Um dos mais importantes e respeitados clássicos do Direito Tributário Brasileiro, Rubens Gomes de Souza ensina que  “ uma determinada soma, para constituir renda, deve […] provir de uma fonte patrimonial determinada e já pertencente ao próprio indivíduo que seja titular da renda”  ([6]). Dessa forma, os valores recebidos por herança, que não proveem de uma fonte preexistente no patrimônio do contribuinte, a rigor, não constituiriam renda, muito menos renda tributável.
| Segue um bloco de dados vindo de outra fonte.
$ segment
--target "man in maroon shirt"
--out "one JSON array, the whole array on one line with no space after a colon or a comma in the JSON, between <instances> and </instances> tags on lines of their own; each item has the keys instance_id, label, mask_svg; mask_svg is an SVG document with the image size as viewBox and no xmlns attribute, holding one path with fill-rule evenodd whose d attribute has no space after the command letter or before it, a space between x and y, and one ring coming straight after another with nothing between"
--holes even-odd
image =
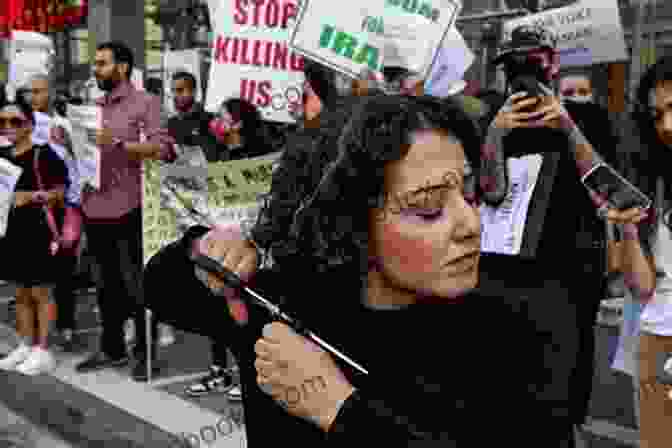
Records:
<instances>
[{"instance_id":1,"label":"man in maroon shirt","mask_svg":"<svg viewBox=\"0 0 672 448\"><path fill-rule=\"evenodd\" d=\"M135 317L144 336L142 310L142 161L174 158L167 133L160 129L160 99L136 90L129 82L133 53L121 42L98 46L95 75L106 94L99 100L102 127L96 135L100 149L100 189L84 191L89 248L100 268L98 305L103 334L100 351L77 366L90 372L128 364L124 322ZM142 337L135 350L134 370L146 366Z\"/></svg>"}]
</instances>

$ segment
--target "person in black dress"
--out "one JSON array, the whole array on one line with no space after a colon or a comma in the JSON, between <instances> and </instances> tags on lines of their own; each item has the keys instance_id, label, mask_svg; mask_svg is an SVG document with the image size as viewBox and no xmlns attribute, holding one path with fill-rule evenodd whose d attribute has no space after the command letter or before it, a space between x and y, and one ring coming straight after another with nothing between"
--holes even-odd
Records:
<instances>
[{"instance_id":1,"label":"person in black dress","mask_svg":"<svg viewBox=\"0 0 672 448\"><path fill-rule=\"evenodd\" d=\"M269 434L310 446L369 438L404 447L560 446L548 430L552 413L536 401L548 372L524 304L473 291L480 142L477 125L450 101L350 97L322 112L319 130L294 138L274 173L254 229L274 264L250 285L366 376L270 323L215 276L200 283L192 250L238 273L248 261L231 241L199 241L207 228L190 229L150 261L145 288L162 318L233 341L248 446L266 446ZM167 282L167 272L179 281ZM189 305L168 309L168 294Z\"/></svg>"},{"instance_id":2,"label":"person in black dress","mask_svg":"<svg viewBox=\"0 0 672 448\"><path fill-rule=\"evenodd\" d=\"M56 320L53 288L62 274L56 255L68 172L48 145L32 143L34 118L19 95L15 104L0 106L0 132L10 142L2 157L22 169L15 187L7 232L0 239L2 276L16 284L18 347L0 359L0 369L36 375L51 370L48 347Z\"/></svg>"}]
</instances>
Portanto, a Solução de Consulta n. 42, de 31 de março de 2020, não é a melhor resposta possível para a dúvida sobre o regime tributário dos valores recebidos de trust no exterior por pessoa física residente no Brasil. Do nosso ponto de vista, o trust que pagara valores à consulente, no caso, seria um trust sucessório: ao invés de recebimento de rendimentos oriundos do exterior por residente no País, a COSIT deveria ter qualificado o recebimento de valores de trust no exterior por pessoa física residente no Brasil como recebimento de valores por herançaque constitui hipótese de não-incidência (isenção técnica) do IRPF, prevista pelo art. 6º, XVI, da Lei n. 7.713, de 22 de dezembro de 1988, reproduzida pelo art. 35, VII, ‘c’, do Decreto n. 9.580, de 22 de novembro de 2018.

[1]() Instrução Normativa n. 1.396, de 16 de setembro de 2013, Art. 9º: “Art. 9º A Solução de Consulta Cosit e a Solução de Divergência, a partir da data de sua publicação, têm efeito vinculante no âmbito da RFB, respaldam o sujeito passivo que as aplicar, independentemente de ser o consulente, desde que se enquadre na hipótese por elas abrangida, sem prejuízo de que a autoridade fiscal, em procedimento de fiscalização, verifique seu efetivo enquadramento”.

[2]() FOERSTER, Gerd. O Trust do Direito Anglo-Americano e os negócios fiduciários no Brasil.  Porto Alegre: Sergio Antonio Fabris, Porto Alegre, 2013, p. 148.

[3]() “Art. 6º Ficam isentos do imposto de renda os seguinte rendimentos percebidos por pessoas físicas: […] XVI – o valor dos bens adquiridos por doação ou herança”.

[4]() “Art. 35. São isentos ou não tributáveis: […] VII – os seguintes rendimentos diversos: […] c) o valor dos bens adquiridos por doação ou herança, de acordo com o disposto no art. 130 (Lei n.  7.713, de 1988, art. 6º, caput , inciso XVI)”.

[5]() “Art. 155. Compete aos Estados e ao Distrito Federal instituir impostos sobre: I – transmissão causa mortis e doação, de quais bens ou direitos”.

[6]() GOMES DE SOUZA, Rubens. Compêndio de Legislação Tributária. 1. ed. Rio de Janeiro: Edições Financeiras, 1952, p. 203.